Tram system in Yevpatoria

The Yevpatoria tram system (Євпаторійський трамвай) is a tram system operating in Yevpatoria, in the disputed territory of Crimea.

== Routes ==

| Map | Route |
|---|---|
|  | Suputnyk-2 ↔ Simferopolska Street, Peremogy Avenue — 9th of May street — 60th anniversary of VLKSM — Polupanova street — Lenin Avenue — Revolutions street The route is single-track with junctions.
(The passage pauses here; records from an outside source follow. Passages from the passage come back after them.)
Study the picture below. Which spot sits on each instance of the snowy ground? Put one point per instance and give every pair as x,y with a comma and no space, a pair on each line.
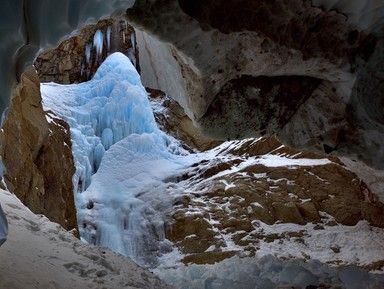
41,254
125,170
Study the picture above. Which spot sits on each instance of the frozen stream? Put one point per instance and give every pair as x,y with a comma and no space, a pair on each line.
122,161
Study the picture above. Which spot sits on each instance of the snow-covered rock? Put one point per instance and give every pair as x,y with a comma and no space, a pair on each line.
39,253
3,227
142,195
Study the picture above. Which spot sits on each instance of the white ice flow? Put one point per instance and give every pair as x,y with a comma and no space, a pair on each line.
124,161
119,153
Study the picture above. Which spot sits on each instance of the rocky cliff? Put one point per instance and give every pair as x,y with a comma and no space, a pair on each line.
36,151
259,68
77,58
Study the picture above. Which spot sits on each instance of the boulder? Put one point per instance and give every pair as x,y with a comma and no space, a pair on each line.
76,58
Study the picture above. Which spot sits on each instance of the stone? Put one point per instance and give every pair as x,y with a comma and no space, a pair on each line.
37,155
67,63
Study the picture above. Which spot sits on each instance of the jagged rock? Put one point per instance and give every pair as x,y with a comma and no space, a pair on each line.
37,155
227,200
309,74
76,60
172,119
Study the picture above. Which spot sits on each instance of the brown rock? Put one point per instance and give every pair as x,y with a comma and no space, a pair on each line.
37,155
67,63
In a small section, two-track. |
|  | Lyman ↔ City Theater Polupanova street — Mayakovsky street - Moskovska street- Kirova street - Gogolya street The summer route passes through the resort area; a single track with junctions. |
|  | Railway station ↔ Hotel Ukraine Frunze street The route is single-track, and the interchange at Demysheva Street was eliminated in 2015. |
|  | Simferopolska street ↔ New beach Simferopolska street The summer route connects remote beaches with the city; single-track without junctions |

== Inventory ==
Source:

As of 1st of January, 2010
| Year | Type | Number |
| 1958 | T-57 | 3 |
| 1960 | B-57 | 1 |
| T-57 | 4 |
| 1961 | B-57 | 3 |
| T-57 | 1 |
| 1987 | Tatra KT4SU | 1 |
| 1988 | Tatra KT4SU | 8 |
| 1990 | Tatra KT4SU | 7 |
| Total |  | 28 |

== Fares ==
A 1-month pass for an adult costs 1020 rubles, or 510 for a child.